I have fixed the error above with the following code:

# Define the loss function and optimizer
criterion = torch.nn.CrossEntropyLoss(weight = class_weights.to(device))
optimizer = torch.optim.Adam(model.parameters(), lr=learning_rate)

However, when I go to train my model, I am consistently getting this output:
training loss

training code

for epoch in range(num_epochs):  # loop over the dataset multiple times

    running_loss = 0.0
    for i, data in enumerate(train_loader):
        # get the inputs; data is a list of [inputs, labels]
        inputs, labels = data
        inputs, labels = inputs.to(device), labels.to(device)

        # zero the parameter gradients
        optimizer.zero_grad()

        # forward + backward + optimize
        outputs = model(inputs)
        loss = criterion(outputs, torch.max(labels, 1)[1])
        loss.backward()
        optimizer.step()

        # print statistics
        running_loss += loss.item()
        print('Epoch: {} \tTraining Loss: {:.6f} '.format(epoch, running_loss))

print('Finished Training')

Where is this error coming from?

Manuel_Alejandro_Dia · March 21, 2023, 10:00pm

First of all, maybe check the weight tensor.
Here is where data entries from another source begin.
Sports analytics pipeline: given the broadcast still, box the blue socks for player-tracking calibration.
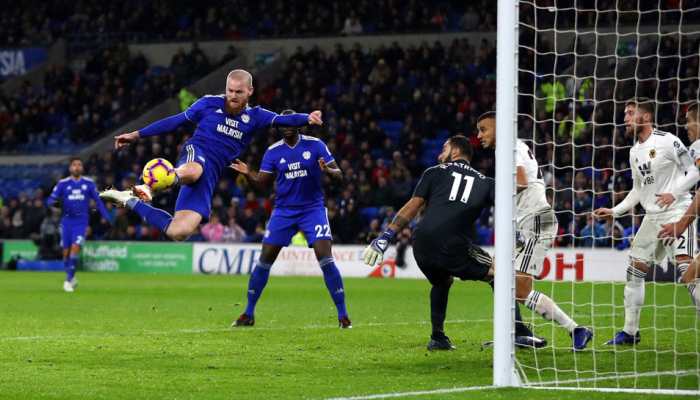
[63,255,78,282]
[245,257,348,319]
[319,257,348,319]
[245,261,272,317]
[126,199,173,233]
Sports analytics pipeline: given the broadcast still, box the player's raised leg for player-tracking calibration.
[312,239,352,329]
[681,256,700,313]
[232,243,282,327]
[100,156,205,241]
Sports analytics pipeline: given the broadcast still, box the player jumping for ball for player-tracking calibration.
[477,111,593,350]
[231,110,352,328]
[100,69,323,241]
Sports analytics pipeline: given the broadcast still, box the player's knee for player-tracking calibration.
[430,276,455,288]
[681,261,698,285]
[630,258,649,273]
[177,162,204,185]
[166,224,193,242]
[515,275,532,303]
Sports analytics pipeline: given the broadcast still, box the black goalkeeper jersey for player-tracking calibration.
[413,160,495,255]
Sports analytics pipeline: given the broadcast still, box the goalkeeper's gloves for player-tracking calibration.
[362,228,396,267]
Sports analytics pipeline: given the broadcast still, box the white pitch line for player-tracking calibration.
[529,369,700,388]
[0,319,484,342]
[326,386,700,400]
[327,386,495,400]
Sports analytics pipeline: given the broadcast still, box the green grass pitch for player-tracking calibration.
[0,271,700,400]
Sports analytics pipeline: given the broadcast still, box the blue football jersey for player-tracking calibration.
[260,135,334,208]
[46,177,111,221]
[185,95,292,168]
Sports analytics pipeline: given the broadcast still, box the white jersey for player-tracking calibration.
[688,139,700,167]
[615,129,698,214]
[515,139,552,221]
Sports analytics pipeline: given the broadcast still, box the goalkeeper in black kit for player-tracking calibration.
[363,135,546,350]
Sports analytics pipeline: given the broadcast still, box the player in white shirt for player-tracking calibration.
[477,111,593,350]
[594,99,700,345]
[659,102,700,312]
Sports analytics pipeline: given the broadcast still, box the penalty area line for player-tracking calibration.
[0,319,484,342]
[327,386,496,400]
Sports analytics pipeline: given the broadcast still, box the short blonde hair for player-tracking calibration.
[226,69,253,87]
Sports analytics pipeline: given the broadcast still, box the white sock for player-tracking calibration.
[688,278,700,313]
[623,266,647,336]
[676,262,690,283]
[525,290,578,332]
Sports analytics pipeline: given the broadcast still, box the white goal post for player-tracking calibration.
[493,0,700,397]
[493,0,519,386]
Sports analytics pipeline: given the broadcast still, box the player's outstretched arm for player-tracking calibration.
[229,159,272,190]
[90,186,114,225]
[318,158,343,181]
[362,196,425,267]
[263,110,323,127]
[658,194,700,239]
[114,112,188,150]
[656,144,700,207]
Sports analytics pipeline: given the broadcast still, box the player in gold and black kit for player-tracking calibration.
[363,135,546,350]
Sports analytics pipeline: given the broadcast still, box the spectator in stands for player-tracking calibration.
[340,12,362,36]
[579,213,608,247]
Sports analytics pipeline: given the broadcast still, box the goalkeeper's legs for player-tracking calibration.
[678,256,700,313]
[515,272,578,333]
[428,276,455,350]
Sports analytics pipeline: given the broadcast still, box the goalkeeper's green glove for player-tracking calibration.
[362,228,396,267]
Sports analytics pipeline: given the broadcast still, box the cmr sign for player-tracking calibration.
[192,243,260,275]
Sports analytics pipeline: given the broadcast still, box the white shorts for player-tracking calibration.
[630,207,697,264]
[514,208,559,276]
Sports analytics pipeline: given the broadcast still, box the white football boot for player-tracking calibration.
[100,189,138,207]
[131,184,153,203]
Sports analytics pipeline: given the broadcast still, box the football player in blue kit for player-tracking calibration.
[100,69,323,241]
[231,110,352,328]
[46,157,112,292]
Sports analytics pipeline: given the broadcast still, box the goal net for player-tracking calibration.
[508,0,700,394]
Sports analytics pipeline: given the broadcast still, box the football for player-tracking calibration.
[141,158,175,191]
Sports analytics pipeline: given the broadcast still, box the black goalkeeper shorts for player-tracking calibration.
[413,241,493,285]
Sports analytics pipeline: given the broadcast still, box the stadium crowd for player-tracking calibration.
[0,19,698,249]
[0,0,496,46]
[0,45,233,153]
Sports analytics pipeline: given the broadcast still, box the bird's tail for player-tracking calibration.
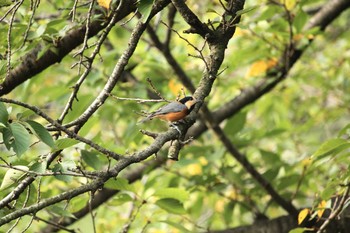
[136,115,153,125]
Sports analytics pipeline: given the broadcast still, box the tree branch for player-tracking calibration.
[0,0,136,96]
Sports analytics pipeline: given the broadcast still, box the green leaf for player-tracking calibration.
[313,138,350,158]
[52,160,76,183]
[0,165,29,191]
[48,206,76,219]
[55,138,79,150]
[320,181,339,200]
[0,0,13,8]
[153,188,190,202]
[80,150,103,170]
[224,111,247,135]
[104,178,134,192]
[293,9,308,33]
[0,102,9,124]
[338,124,350,137]
[156,198,186,214]
[288,227,307,233]
[30,161,47,173]
[111,193,133,206]
[3,122,30,156]
[160,220,193,233]
[137,0,153,22]
[236,5,260,17]
[27,120,55,148]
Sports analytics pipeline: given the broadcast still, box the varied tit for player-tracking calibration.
[138,96,197,132]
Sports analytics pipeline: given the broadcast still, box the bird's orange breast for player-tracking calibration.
[154,109,188,122]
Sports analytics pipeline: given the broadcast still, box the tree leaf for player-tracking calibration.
[313,138,350,157]
[236,5,260,17]
[3,122,30,156]
[55,138,79,151]
[137,0,153,22]
[97,0,111,10]
[104,177,135,192]
[53,160,76,183]
[0,102,9,124]
[30,161,47,173]
[0,165,29,191]
[160,220,193,233]
[224,111,247,135]
[26,120,55,148]
[153,188,190,202]
[80,150,103,170]
[298,208,310,225]
[48,205,76,219]
[289,227,307,233]
[156,198,186,214]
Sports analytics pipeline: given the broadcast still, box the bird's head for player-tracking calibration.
[179,96,198,112]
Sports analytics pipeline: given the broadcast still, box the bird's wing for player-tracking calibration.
[137,101,187,124]
[151,101,187,116]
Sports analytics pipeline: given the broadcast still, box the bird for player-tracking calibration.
[138,96,198,134]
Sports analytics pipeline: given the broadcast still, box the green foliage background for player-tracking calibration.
[0,0,350,232]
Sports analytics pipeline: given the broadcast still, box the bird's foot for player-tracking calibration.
[170,123,181,136]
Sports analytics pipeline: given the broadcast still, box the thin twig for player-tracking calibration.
[0,1,23,22]
[108,93,170,104]
[73,0,95,74]
[57,0,124,123]
[162,21,209,71]
[0,97,121,160]
[147,78,170,102]
[317,184,350,233]
[17,0,40,50]
[6,0,24,78]
[68,0,79,22]
[0,164,97,179]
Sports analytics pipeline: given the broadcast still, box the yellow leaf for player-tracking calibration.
[199,156,208,166]
[293,33,304,41]
[317,200,327,219]
[214,199,225,213]
[298,208,310,225]
[284,0,296,11]
[168,79,182,95]
[301,158,312,167]
[187,163,203,176]
[97,0,111,10]
[247,58,277,77]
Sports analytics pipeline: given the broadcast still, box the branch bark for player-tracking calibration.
[0,0,137,96]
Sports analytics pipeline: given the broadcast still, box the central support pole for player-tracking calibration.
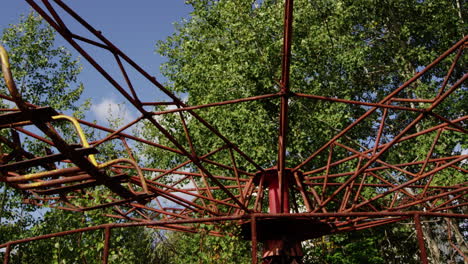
[278,0,293,213]
[262,168,303,264]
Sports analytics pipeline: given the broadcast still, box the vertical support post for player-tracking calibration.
[250,216,258,264]
[102,226,111,264]
[414,214,428,264]
[3,244,11,264]
[278,0,293,213]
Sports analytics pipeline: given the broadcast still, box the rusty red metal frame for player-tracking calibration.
[0,0,468,263]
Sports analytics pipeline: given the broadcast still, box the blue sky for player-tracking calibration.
[0,0,191,124]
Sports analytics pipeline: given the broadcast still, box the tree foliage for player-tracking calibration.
[152,0,466,263]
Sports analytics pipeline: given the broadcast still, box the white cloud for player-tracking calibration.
[91,98,136,125]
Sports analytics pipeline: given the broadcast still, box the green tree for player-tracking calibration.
[0,13,158,263]
[153,0,466,263]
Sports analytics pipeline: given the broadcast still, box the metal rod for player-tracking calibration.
[3,244,11,264]
[250,216,258,264]
[102,227,111,264]
[414,214,428,264]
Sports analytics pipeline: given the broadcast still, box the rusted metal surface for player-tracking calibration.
[0,0,468,263]
[414,214,428,264]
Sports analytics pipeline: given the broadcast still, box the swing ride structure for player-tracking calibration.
[0,0,468,264]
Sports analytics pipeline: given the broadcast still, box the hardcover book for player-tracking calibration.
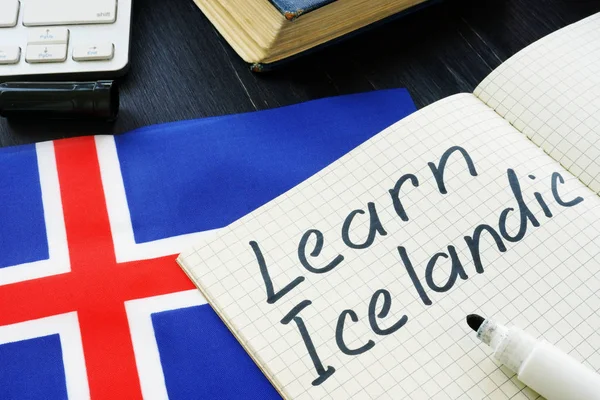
[178,14,600,399]
[194,0,426,71]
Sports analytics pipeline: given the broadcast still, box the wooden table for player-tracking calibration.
[0,0,600,146]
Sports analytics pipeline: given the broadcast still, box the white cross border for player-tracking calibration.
[125,289,207,400]
[0,142,71,286]
[0,311,90,400]
[95,135,217,263]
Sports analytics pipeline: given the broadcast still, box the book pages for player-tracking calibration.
[474,14,600,193]
[178,94,600,399]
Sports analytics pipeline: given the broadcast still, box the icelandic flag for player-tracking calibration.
[0,89,414,400]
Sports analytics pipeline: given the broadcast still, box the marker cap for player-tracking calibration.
[0,81,119,121]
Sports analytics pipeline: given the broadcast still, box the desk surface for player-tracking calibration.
[0,0,600,147]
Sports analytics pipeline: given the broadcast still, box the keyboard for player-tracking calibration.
[0,0,132,82]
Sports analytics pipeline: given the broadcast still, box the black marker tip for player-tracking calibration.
[467,314,485,332]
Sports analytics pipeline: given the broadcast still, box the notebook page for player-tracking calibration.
[474,14,600,193]
[178,94,600,399]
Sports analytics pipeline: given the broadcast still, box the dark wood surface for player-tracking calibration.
[0,0,600,146]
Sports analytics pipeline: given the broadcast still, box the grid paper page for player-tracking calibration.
[474,14,600,193]
[178,94,600,399]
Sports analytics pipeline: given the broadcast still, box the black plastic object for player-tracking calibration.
[0,81,119,121]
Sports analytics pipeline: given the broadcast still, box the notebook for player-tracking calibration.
[178,14,600,399]
[194,0,426,71]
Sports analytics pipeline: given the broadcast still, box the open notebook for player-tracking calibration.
[178,15,600,399]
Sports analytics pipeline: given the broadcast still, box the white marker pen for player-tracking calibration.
[467,314,600,400]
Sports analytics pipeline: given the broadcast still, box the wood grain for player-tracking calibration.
[0,0,600,146]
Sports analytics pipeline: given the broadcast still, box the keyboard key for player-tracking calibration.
[0,0,19,28]
[73,43,115,61]
[0,46,21,64]
[25,44,67,63]
[22,0,117,26]
[28,27,69,44]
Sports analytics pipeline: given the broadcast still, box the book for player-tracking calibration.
[178,14,600,399]
[194,0,426,71]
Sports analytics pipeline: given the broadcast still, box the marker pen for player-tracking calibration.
[467,314,600,400]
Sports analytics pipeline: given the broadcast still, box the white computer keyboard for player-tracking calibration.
[0,0,132,82]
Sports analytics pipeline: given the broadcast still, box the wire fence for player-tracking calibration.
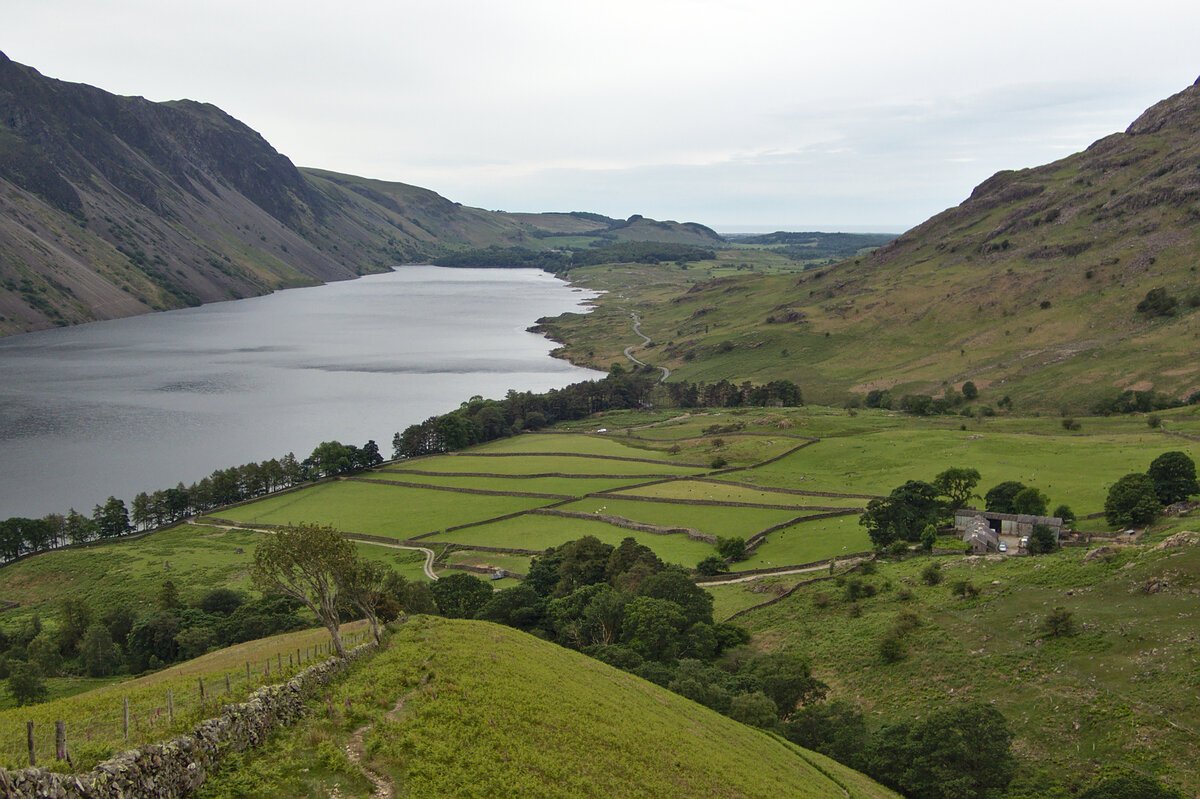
[0,630,370,771]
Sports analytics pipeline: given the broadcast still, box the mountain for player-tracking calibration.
[542,75,1200,413]
[0,53,716,335]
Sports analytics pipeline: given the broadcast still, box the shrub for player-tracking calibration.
[1042,607,1075,638]
[920,563,944,585]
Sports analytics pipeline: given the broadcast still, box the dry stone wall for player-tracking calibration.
[0,642,376,799]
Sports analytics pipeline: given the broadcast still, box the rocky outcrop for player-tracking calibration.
[0,643,376,799]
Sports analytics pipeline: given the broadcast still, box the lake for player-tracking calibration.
[0,266,601,518]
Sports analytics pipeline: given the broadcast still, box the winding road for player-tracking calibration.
[625,312,671,383]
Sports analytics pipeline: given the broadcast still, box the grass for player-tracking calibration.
[0,623,365,771]
[558,497,798,537]
[372,469,644,497]
[384,452,708,477]
[211,479,548,539]
[438,513,715,566]
[739,519,1200,797]
[732,515,872,571]
[200,618,894,799]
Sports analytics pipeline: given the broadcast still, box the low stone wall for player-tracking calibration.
[0,642,376,799]
[529,507,716,546]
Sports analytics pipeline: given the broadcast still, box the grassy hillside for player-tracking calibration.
[200,618,895,799]
[548,79,1200,411]
[726,518,1200,798]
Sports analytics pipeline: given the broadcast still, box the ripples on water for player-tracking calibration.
[0,266,598,518]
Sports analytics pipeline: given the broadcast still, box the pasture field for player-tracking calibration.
[739,527,1200,797]
[617,480,844,513]
[199,618,895,799]
[370,469,646,497]
[557,497,802,539]
[730,513,871,571]
[0,621,367,771]
[214,475,550,540]
[724,419,1200,516]
[437,513,716,567]
[389,452,709,477]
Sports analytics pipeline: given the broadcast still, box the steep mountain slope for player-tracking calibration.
[542,76,1200,410]
[0,53,716,335]
[200,617,896,799]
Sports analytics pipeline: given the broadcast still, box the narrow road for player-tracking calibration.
[625,313,671,383]
[187,518,438,581]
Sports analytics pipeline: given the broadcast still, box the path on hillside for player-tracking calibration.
[187,519,438,581]
[625,312,671,383]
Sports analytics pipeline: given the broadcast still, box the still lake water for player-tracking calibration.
[0,266,600,518]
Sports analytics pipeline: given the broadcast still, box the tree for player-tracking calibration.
[934,467,979,511]
[1104,473,1163,527]
[251,524,355,660]
[1146,451,1200,505]
[8,661,49,705]
[858,480,943,549]
[1012,487,1050,516]
[340,558,394,643]
[866,702,1016,799]
[430,571,492,619]
[79,621,121,677]
[1028,524,1058,554]
[983,480,1025,513]
[91,497,133,539]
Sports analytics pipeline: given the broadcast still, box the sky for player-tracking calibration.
[0,0,1200,233]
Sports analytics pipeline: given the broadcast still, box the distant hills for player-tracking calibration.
[0,54,720,335]
[540,73,1200,413]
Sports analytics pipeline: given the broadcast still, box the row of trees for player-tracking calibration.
[858,467,1075,554]
[0,441,383,560]
[1104,451,1200,527]
[391,364,803,458]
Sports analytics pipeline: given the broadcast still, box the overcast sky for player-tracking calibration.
[0,0,1200,232]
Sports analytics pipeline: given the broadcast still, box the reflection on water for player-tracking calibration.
[0,266,598,518]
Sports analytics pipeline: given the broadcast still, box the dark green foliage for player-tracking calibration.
[1042,607,1075,638]
[858,480,944,549]
[1104,473,1163,527]
[1146,450,1200,505]
[1078,773,1186,799]
[865,703,1016,799]
[983,480,1025,513]
[1027,524,1058,554]
[716,536,746,561]
[8,661,49,705]
[1138,287,1180,317]
[1012,487,1050,516]
[934,467,979,511]
[430,572,492,619]
[696,555,730,577]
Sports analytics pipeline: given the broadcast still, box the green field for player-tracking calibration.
[609,477,857,513]
[371,469,646,497]
[738,518,1200,797]
[390,452,708,477]
[215,481,548,539]
[199,618,895,799]
[437,513,715,566]
[558,497,799,539]
[0,623,365,771]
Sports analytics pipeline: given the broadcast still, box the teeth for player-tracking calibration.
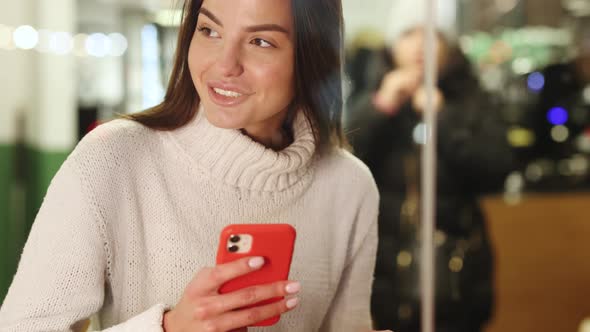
[213,88,242,98]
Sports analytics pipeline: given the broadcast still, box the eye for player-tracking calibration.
[250,38,275,48]
[197,27,219,38]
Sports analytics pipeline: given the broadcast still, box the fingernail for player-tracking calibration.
[285,282,301,294]
[287,297,299,309]
[248,257,264,269]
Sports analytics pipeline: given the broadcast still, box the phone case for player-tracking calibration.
[217,224,296,326]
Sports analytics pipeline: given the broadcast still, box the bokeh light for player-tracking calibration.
[547,106,569,126]
[527,72,545,92]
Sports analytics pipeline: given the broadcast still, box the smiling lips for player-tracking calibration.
[208,81,252,107]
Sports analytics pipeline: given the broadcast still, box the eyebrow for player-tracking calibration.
[199,7,290,35]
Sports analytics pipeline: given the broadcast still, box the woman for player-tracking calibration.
[0,0,378,332]
[348,27,511,332]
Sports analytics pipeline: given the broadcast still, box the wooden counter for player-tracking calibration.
[482,193,590,332]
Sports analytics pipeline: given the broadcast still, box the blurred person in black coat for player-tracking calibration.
[347,27,512,332]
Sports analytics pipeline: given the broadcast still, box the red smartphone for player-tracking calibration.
[217,224,296,326]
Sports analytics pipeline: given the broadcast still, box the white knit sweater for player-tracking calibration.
[0,112,378,332]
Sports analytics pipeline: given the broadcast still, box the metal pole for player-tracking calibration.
[420,0,438,332]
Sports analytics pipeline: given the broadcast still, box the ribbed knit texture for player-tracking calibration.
[0,111,378,332]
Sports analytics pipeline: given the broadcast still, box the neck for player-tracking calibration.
[241,111,292,151]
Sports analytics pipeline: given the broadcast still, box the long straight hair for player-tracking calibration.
[126,0,347,151]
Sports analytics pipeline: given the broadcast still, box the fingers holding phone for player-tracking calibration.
[163,257,300,332]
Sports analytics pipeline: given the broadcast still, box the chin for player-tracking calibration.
[203,103,246,129]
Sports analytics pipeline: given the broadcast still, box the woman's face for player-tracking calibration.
[188,0,295,140]
[393,28,448,69]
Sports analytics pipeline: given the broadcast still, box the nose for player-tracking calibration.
[217,43,244,77]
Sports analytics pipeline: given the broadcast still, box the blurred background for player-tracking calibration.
[0,0,590,332]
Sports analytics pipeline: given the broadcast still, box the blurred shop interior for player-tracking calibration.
[0,0,590,332]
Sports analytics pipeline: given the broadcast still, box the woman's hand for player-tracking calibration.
[373,67,423,115]
[412,86,445,113]
[162,257,300,332]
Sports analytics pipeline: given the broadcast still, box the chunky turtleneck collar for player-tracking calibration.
[171,107,316,192]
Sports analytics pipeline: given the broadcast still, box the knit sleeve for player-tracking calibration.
[320,182,379,332]
[0,157,169,332]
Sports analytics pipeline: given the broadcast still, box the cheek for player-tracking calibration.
[188,44,212,89]
[252,60,295,98]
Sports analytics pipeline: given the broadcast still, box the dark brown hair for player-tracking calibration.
[127,0,346,150]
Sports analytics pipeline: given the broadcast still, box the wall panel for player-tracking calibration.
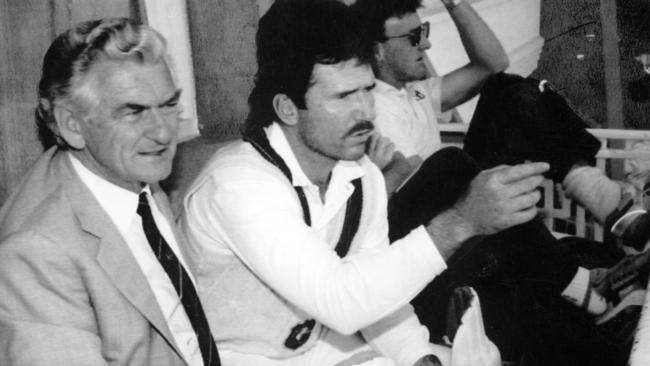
[0,0,137,204]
It is very weird that for CE loss you get zero.

Also, what are you trying to do with the following line? Why are you applying a max operation?:

loss = criterion(outputs, torch.max(labels, 1)[1])

In my opinion, your dataloader should give you the proper ground truth labels right away.

Try just running one debug pass with batch_size of 0 and see what loss value do you get.
If you are trying to do semantic segmentation, also try to save the tensors and visualize them to make sure you are giving it the proper data to your criterion.

If you are trying to do multiclass segmentation, your tensors should be of dtype=torch.long and your output from the network should be of size [B,C,H,W] where B is batch size, C is number of classes to predict, and (H,W) is the original image size. The labels (ground truth) should come out of your dataloader with shape [B, H, W].

Naina_K · March 21, 2023, 10:04pm

Since my dataset is imbalanced, I used a weighted loss function and calculated the weights like this:

class_weights = [(class_cancer / d_train['cancer'].count()), (class_no_cancer / d_train['cancer'].count())]
class_weights=torch.tensor(class_weights,dtype=torch.float)

class_weights

if I simply use:

loss = criterion(outputs, labels)

I get an error saying: 0D or 1D target tensor expected, multi-target not supported

As for my task: my model needs to output 2 class scores (cancer, no cancer)

Manuel_Alejandro_Dia · March 21, 2023, 10:24pm

Since your model needs to differentiate between two classes, the loss function best fitted for this should be BCEWithLogitsLoss, because what you are describing is a binary classification task (it is either one class or the other).

Unless I have more than two classes in my dataset, I always define which one is the positive class (I would guess that it is ‘class_cancer’ in this case), and give it the weight you calculated with class_cancer / d_train['cancer'].count() as the positive weight.

Naina_K · March 21, 2023, 10:34pm

I see that makes sense, but since the target and input size has to be the same for BCEWithLogitsLoss - how do I adjust my labels size to make it [32,2] (same as input size)?